Liquid perfluorohexane (PFH, C6F14) droplets were generated using the same PDMS microfluidic device (Fig. 1a–c). PFH was set in a syringe pump and connected to the FC inlet. Lipid solution (similar to the earlier section) was used as the aqueous phase. The lipid solution and FC phase were injected at flowrates of 20 μl/min and 1 μl/min respectively.

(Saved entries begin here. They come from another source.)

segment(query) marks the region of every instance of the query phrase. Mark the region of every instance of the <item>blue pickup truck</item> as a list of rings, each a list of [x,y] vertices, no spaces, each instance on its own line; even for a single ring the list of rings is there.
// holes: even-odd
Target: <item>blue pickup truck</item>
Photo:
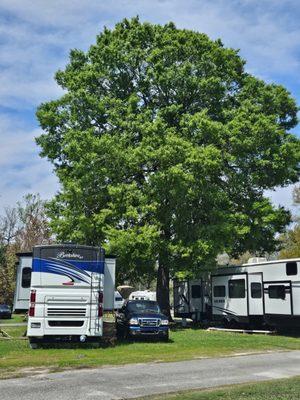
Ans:
[[[152,336],[169,340],[169,321],[156,301],[128,300],[116,315],[118,337]]]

Surface acoustic wave directed assembly

The PDMS channel was plasma treated before attaching it to the LiNbO3 device to treat the PDMS surface and make it hydrophilic. Endoskeletal droplet solution was diluted (10X) and 10 μl of the diluted solution was pipetted at the edge of the PDMS device channel such that the emulsion would flow into the device by capillary effect. When the channel was fully wetted, the two ends were sealed using vacuum grease (Dow Corning, Houston, TX, USA). The IDTs were connected to a RF Signal generator (SDG 5082, Silgent Technologies) and amplified by a power amplifier (403LA Broadband Power Amplifier, Electronics, and Innovation). The IDT device with the PDMS channel was mounted on an inverted microscope (Nikon Eclipse Ti2 Inverted Microscope, Melville, NY, USA) fitted with Nikon Plan Flour 4X, 10X and 40X objectives. The microscope was attached to a digital CMOS camera (Hamamatsu C11450 ORCA Flash-4.0LT, Bridgewater, NJ, USA). Images were acquired using a custom-built LabVIEW VI.

Cross polarized microscopy

Images and videos were recorded by using two polarizer filters at 90° with each other. One of the filters was placed before the sample and the other was placed after the sample in the light path of the inverted microscope.